For over a year, mgmt has downplayed the impact of DRA on business, even at Jeffco's late May NY investor breakfast, but they now admit that DRA does negatively affect their business more than they had originally thought.
Going forward, they have concerns about the delayed release of Vitrea 4.0 and Vital Connect 4.1, the apparent increased competition from GE, Philips and Terarecon, and a longer sales cycle caused by morecomplex enterprise deals. While they recommend a HOLD at this time, mgmt needs to re-establish credibility, since they just shared most of these issues to the Street for the first time. The ~$10 cash per share does provide some downward safet.
- Deutsche Bank is somewhat more supportive keeping their Buy rating albeit taking their price tgt to $30 from $48. On the heels of this disappointing announcement, they have lowered FY07 EPS from $0.65 to $0.25, FY08 EPS from $1.00 to $0.60, and FY09 EPS from $1.35 to $0.95. The firm still believes that VTAL is favorably positioned long-term, but there could be some bumpiness in customer adoption.

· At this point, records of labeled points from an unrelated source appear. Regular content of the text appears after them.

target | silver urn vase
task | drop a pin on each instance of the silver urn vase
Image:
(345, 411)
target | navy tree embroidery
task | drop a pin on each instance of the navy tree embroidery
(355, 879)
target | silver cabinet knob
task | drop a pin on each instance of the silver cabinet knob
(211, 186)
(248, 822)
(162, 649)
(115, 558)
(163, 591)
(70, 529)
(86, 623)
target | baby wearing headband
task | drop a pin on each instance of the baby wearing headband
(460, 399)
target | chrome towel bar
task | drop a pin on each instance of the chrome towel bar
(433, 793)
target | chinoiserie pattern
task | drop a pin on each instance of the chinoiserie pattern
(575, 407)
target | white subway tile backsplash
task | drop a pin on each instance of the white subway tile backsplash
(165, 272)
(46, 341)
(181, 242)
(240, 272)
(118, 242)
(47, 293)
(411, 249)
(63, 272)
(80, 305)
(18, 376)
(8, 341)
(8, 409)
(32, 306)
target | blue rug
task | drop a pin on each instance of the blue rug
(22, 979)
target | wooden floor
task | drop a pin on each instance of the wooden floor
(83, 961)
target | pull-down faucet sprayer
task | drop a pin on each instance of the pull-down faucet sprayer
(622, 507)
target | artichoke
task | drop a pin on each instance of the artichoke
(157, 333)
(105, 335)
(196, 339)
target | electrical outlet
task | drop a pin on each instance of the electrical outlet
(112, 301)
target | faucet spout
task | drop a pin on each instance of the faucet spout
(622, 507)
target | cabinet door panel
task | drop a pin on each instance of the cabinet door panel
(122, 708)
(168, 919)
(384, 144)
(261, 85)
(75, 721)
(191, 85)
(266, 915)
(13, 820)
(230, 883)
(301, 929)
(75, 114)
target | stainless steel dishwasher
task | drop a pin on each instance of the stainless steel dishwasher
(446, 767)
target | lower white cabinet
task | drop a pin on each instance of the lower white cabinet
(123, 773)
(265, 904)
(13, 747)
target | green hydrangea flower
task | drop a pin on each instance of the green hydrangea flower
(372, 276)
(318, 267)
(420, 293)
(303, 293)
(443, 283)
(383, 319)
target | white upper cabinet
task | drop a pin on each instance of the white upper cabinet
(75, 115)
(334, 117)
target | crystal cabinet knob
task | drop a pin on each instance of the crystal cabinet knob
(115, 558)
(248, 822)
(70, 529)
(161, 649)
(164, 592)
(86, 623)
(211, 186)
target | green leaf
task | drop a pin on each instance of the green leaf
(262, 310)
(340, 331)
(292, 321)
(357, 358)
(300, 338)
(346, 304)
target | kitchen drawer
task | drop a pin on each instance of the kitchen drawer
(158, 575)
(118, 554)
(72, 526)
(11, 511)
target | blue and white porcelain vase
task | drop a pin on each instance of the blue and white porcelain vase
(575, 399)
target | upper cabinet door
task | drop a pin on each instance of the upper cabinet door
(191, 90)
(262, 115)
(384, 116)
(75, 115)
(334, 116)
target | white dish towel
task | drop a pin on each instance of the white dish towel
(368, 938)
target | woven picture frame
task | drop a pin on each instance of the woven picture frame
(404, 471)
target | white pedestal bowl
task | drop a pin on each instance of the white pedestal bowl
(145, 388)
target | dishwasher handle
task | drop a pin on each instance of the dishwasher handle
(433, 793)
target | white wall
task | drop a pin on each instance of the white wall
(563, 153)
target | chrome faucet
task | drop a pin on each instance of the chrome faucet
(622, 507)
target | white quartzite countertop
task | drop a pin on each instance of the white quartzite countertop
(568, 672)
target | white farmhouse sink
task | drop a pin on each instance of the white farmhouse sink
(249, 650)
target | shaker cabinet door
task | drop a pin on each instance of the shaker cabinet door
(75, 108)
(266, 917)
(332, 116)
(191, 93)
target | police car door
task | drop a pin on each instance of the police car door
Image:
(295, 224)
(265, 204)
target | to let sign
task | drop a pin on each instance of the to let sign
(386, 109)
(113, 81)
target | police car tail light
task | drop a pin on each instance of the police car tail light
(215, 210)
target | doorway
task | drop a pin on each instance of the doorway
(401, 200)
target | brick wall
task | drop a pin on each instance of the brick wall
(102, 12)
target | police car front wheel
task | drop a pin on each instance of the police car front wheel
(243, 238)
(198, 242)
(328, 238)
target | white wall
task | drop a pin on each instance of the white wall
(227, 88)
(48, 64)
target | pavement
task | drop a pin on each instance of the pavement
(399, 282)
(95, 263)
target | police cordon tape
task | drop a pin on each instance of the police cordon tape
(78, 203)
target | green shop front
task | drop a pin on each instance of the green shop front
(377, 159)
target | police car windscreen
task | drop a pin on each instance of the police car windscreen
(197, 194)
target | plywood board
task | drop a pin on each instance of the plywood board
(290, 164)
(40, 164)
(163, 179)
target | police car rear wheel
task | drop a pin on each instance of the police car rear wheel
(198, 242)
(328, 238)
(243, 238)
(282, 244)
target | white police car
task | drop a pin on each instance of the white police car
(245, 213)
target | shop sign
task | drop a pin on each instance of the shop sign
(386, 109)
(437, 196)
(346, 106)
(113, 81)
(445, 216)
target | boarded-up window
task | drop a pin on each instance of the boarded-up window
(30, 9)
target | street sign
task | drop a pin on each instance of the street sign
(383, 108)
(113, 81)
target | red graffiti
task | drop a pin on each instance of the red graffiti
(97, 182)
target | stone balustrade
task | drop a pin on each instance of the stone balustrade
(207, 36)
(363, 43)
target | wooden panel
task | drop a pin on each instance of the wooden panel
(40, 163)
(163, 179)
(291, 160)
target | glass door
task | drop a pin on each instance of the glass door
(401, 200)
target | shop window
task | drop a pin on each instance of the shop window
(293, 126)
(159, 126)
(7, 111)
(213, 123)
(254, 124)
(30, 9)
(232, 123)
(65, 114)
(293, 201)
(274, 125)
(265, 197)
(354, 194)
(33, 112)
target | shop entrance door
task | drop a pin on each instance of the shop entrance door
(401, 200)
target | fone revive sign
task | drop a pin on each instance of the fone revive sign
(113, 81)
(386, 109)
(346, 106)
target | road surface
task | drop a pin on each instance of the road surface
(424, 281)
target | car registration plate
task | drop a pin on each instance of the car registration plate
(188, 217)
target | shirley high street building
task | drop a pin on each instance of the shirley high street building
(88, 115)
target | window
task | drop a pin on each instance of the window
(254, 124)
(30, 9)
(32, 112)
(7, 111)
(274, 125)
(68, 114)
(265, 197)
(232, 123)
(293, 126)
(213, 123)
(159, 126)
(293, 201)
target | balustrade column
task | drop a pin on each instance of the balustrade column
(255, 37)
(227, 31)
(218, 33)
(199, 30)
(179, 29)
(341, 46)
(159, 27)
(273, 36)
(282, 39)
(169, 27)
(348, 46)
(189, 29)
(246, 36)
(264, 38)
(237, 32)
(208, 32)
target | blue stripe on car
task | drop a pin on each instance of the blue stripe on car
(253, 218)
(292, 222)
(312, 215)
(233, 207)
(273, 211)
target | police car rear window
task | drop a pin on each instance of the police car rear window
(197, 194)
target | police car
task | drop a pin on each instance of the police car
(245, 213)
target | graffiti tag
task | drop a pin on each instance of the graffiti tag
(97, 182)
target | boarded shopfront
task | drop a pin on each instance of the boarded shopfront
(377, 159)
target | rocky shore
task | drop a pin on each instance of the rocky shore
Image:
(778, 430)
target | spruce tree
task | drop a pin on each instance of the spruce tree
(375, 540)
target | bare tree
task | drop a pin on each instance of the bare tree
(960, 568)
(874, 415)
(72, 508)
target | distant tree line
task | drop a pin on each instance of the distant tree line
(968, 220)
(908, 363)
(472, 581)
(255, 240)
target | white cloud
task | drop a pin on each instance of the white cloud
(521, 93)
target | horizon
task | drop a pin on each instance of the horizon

Notablecalls: I guess this is what you get when you compete with the likes of GE and Philips. While VTAL's offering continues to be among the best on the market, it's hard to be a midget in the land of giants. The weakness at Toshiba is surprising (a large 40%+ customer), but my gut tells me it may be just a bump in the road.
With the stock down 7+ bucks on open, the valuation does not look too absurd given the opportunity ahead. Even if VTAL can manage only $0.60 in EPS next year, subtracting the 10 bucks per share on its balance from $19-20 (that's where it's likely going to open for trading), you have the stock trading at 15x forward EPS.
I think VTAL will stumble below $20 level after open but will become buyable soon after.